Version

    Error handling steps

    Remove rows with errors

    The Remove rows with errors step removes all rows that have error in the specified column or columns.

    Parameters
    • Error position: required, select where to look for errors:

      • in any column: consider all columns from the whole data set and remove rows that contain errors in any column.

      • in selected column: only consider selected column and remove rows that contain error in that column only.

    Example

    Consider a data set like the one below where we have payments data and we were unable to convert $orderId column to integer. This means that we would not be able to join the data with order data and then further with customer data.

    remove rows with errors example source

    To avoid transforming rows that cannot be used, we can easily remove them all from the process by using Remove rows with errors configured to look into $orderId column. The output will then look like this:

    remove rows with errors example result
    Replace errors

    The Replace Errors step replaces all errors in the selected column with the specified constant value or the result of the specified formula. Rows that do not have any error in the selected columns will not be changed.

    When replacing with a constant, all errors in the selected column will be replaced with the same value.

    When replacing with a formula, the formula will be calculated only for rows where there is an error in the selected column.

    Parameters
    • Input Column: required, column in which you’d like to replace the errors.

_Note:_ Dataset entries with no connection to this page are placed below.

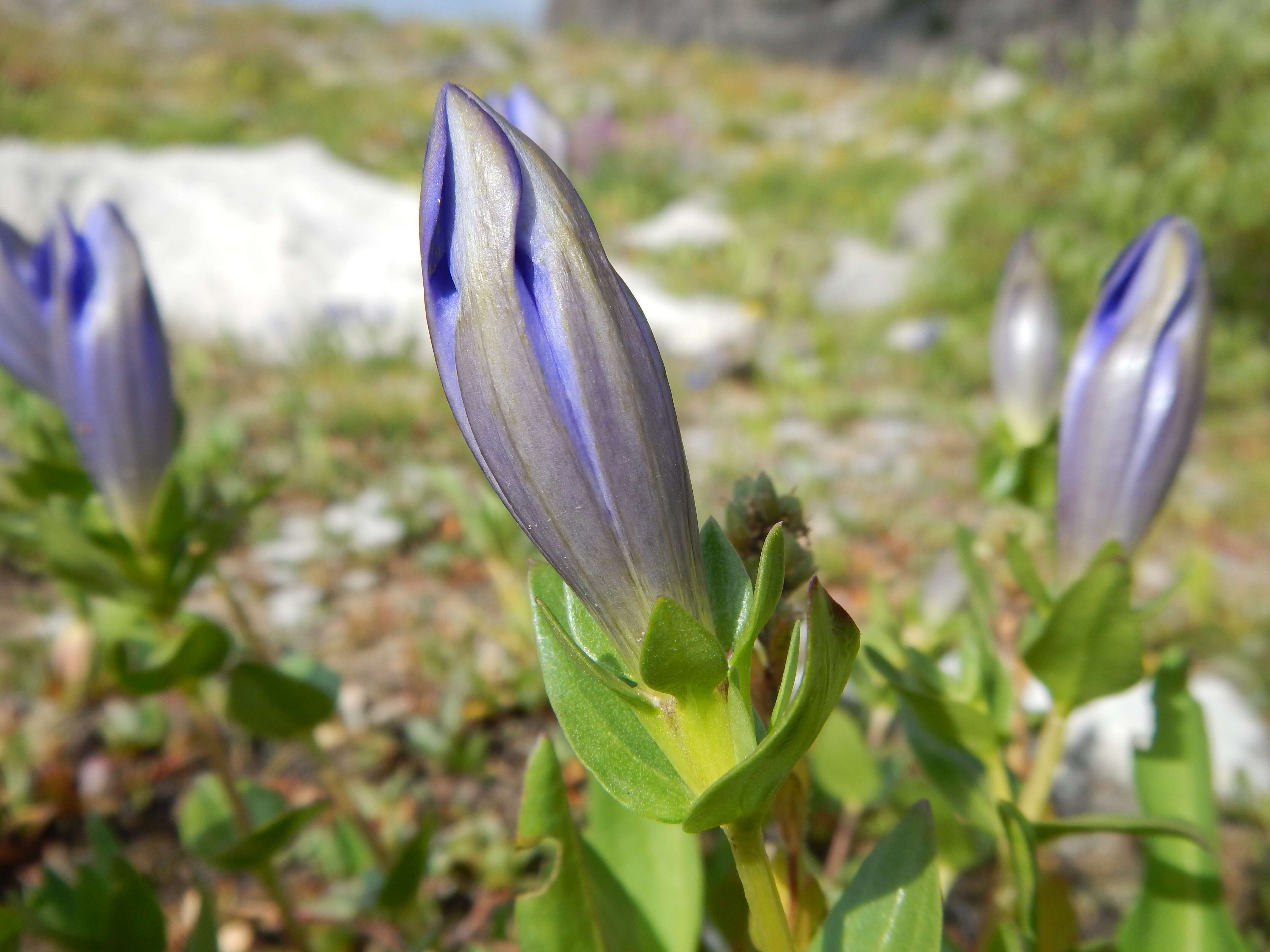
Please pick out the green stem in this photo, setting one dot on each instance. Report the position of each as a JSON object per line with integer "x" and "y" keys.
{"x": 769, "y": 928}
{"x": 335, "y": 782}
{"x": 219, "y": 754}
{"x": 1046, "y": 761}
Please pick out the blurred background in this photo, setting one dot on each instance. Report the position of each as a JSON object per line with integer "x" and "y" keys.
{"x": 812, "y": 200}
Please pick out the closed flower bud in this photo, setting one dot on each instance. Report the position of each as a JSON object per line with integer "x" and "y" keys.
{"x": 553, "y": 375}
{"x": 533, "y": 117}
{"x": 111, "y": 364}
{"x": 1027, "y": 342}
{"x": 25, "y": 294}
{"x": 1133, "y": 393}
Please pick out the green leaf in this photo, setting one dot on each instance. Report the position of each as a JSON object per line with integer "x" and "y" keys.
{"x": 134, "y": 919}
{"x": 728, "y": 583}
{"x": 205, "y": 818}
{"x": 1024, "y": 570}
{"x": 749, "y": 789}
{"x": 1180, "y": 908}
{"x": 11, "y": 930}
{"x": 258, "y": 847}
{"x": 1050, "y": 831}
{"x": 200, "y": 652}
{"x": 271, "y": 704}
{"x": 843, "y": 765}
{"x": 1022, "y": 841}
{"x": 1091, "y": 645}
{"x": 948, "y": 720}
{"x": 562, "y": 916}
{"x": 657, "y": 865}
{"x": 893, "y": 903}
{"x": 204, "y": 936}
{"x": 402, "y": 884}
{"x": 600, "y": 725}
{"x": 680, "y": 657}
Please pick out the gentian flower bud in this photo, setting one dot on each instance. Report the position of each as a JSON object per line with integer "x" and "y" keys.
{"x": 553, "y": 374}
{"x": 1027, "y": 345}
{"x": 25, "y": 293}
{"x": 533, "y": 117}
{"x": 1133, "y": 393}
{"x": 110, "y": 360}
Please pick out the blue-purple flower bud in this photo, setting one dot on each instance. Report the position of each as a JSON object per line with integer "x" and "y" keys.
{"x": 1133, "y": 393}
{"x": 553, "y": 374}
{"x": 533, "y": 117}
{"x": 1027, "y": 347}
{"x": 111, "y": 366}
{"x": 25, "y": 296}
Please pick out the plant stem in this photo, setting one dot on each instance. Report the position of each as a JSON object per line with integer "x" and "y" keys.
{"x": 335, "y": 782}
{"x": 256, "y": 644}
{"x": 769, "y": 927}
{"x": 1046, "y": 761}
{"x": 219, "y": 754}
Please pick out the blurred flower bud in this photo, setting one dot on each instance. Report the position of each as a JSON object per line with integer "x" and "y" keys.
{"x": 110, "y": 360}
{"x": 533, "y": 117}
{"x": 553, "y": 375}
{"x": 1133, "y": 393}
{"x": 1027, "y": 345}
{"x": 25, "y": 293}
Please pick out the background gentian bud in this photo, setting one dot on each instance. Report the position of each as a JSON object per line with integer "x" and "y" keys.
{"x": 533, "y": 117}
{"x": 111, "y": 364}
{"x": 1133, "y": 393}
{"x": 553, "y": 375}
{"x": 25, "y": 293}
{"x": 1027, "y": 347}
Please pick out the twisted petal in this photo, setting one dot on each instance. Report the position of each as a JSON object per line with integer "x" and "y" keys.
{"x": 1133, "y": 393}
{"x": 23, "y": 332}
{"x": 552, "y": 372}
{"x": 111, "y": 364}
{"x": 1027, "y": 346}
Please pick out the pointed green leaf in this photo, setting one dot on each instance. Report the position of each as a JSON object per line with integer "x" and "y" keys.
{"x": 657, "y": 865}
{"x": 272, "y": 704}
{"x": 1180, "y": 908}
{"x": 727, "y": 582}
{"x": 561, "y": 917}
{"x": 204, "y": 936}
{"x": 843, "y": 765}
{"x": 601, "y": 727}
{"x": 680, "y": 657}
{"x": 893, "y": 903}
{"x": 1132, "y": 826}
{"x": 1022, "y": 841}
{"x": 770, "y": 583}
{"x": 1091, "y": 645}
{"x": 260, "y": 846}
{"x": 1024, "y": 570}
{"x": 749, "y": 789}
{"x": 402, "y": 884}
{"x": 134, "y": 919}
{"x": 200, "y": 652}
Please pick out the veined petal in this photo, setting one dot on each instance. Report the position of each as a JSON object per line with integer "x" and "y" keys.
{"x": 1027, "y": 346}
{"x": 112, "y": 365}
{"x": 553, "y": 374}
{"x": 1135, "y": 394}
{"x": 23, "y": 295}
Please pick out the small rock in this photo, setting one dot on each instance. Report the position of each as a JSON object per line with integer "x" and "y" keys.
{"x": 693, "y": 221}
{"x": 294, "y": 606}
{"x": 916, "y": 334}
{"x": 704, "y": 328}
{"x": 864, "y": 277}
{"x": 1102, "y": 737}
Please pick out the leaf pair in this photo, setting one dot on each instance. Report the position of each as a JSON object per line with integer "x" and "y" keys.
{"x": 627, "y": 885}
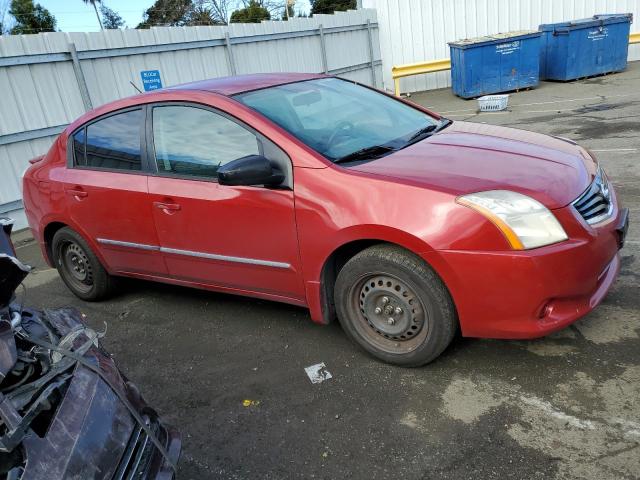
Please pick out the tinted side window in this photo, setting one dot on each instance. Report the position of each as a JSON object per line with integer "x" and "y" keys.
{"x": 78, "y": 148}
{"x": 194, "y": 141}
{"x": 114, "y": 142}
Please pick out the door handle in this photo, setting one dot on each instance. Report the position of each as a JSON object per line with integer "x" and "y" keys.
{"x": 167, "y": 207}
{"x": 74, "y": 192}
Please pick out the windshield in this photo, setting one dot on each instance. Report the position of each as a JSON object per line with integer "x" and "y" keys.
{"x": 340, "y": 119}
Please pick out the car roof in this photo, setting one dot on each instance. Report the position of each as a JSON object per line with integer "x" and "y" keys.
{"x": 245, "y": 83}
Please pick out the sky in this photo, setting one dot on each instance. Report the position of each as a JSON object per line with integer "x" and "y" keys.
{"x": 76, "y": 16}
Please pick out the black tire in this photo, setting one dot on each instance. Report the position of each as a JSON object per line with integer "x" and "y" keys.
{"x": 79, "y": 267}
{"x": 392, "y": 304}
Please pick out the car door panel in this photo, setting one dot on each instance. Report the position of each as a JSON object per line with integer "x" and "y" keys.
{"x": 105, "y": 188}
{"x": 240, "y": 237}
{"x": 113, "y": 210}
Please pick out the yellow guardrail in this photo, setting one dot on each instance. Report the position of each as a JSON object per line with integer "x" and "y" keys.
{"x": 399, "y": 71}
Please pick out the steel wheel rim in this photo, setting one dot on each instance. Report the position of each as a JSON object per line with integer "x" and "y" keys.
{"x": 77, "y": 266}
{"x": 389, "y": 314}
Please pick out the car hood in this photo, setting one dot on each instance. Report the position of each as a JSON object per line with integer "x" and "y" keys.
{"x": 471, "y": 157}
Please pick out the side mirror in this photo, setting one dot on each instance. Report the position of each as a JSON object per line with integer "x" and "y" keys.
{"x": 250, "y": 170}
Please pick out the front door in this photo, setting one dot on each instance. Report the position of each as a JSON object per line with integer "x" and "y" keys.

    • Replace errors with: required, configures what is the replacement value for errors in the column:

      • Value: allows you to configure constant value to replace all errors with. The replacement value type must match the type of your column. The type then determines the formatting you have to use. See more in the Remarks section.

      • Formula: allows you to write a formula to calculate for each row with an error. The formula can access the original value of the cell in case the error is a data error. See more details in examples below.

    Example

    In our example invoices data set we could get data that looks like this:

    error handling generic
    Figure 63. Original data set with errors.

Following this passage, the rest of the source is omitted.